Be Attentive All the Time
- Eating or drinking, adjusting side mirrors, tuning radio or other controls or talking on the phone while driving should be strictly avoided as driving requires full concentration. Complete these tasks before you leave.
- Always stay focused on the roadway to react to situations requiring rapid actions. Try scanning up the road 12- 18 seconds ahead. Scan your side mirrors and rear every 5-7 seconds.
- Take a break after every 2 hours or sooner if needed. Refresh by drinking water or other cold drinks, and do some stretching.
Don’t Be an Aggressive Driver
- Traffic jams sometimes are annoying, keep your mind cool. Everyone is in the same situation as you so share the road. Other drivers are not deliberately trying to irritate you.
- Show some courtesy to other drivers and be patient. Even if other drivers are not courteous, be the better person.
- Avoid crowded roadways, and heavy congestion times. Be mindful in school zones. Adjust your driving schedule to be on roadways when they are less crowded.
- Always keep maps and directions with you. Plan and look at your route before you leave.

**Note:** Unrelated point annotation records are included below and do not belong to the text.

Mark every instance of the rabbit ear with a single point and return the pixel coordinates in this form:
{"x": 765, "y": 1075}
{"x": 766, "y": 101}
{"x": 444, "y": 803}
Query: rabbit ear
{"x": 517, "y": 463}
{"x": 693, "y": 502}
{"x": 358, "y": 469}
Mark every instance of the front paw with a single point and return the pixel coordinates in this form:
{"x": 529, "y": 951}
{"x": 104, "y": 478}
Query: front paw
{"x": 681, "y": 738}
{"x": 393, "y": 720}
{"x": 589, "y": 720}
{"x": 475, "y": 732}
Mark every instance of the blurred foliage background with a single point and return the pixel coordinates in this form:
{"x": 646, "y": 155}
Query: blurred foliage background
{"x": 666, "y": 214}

For employers, if you do not have driver safety training for your drivers then you are making yourself financially liable for any incident that involves your driver. Do you know that a motor vehicle incident with injury costs both direct and indirect can cost about $80,000? A fatality could cost an employer more than $1.4 million in direct and indirect costs. Even if your office administrator runs a short errand during lunch for the office; this could open a company up for potential liability.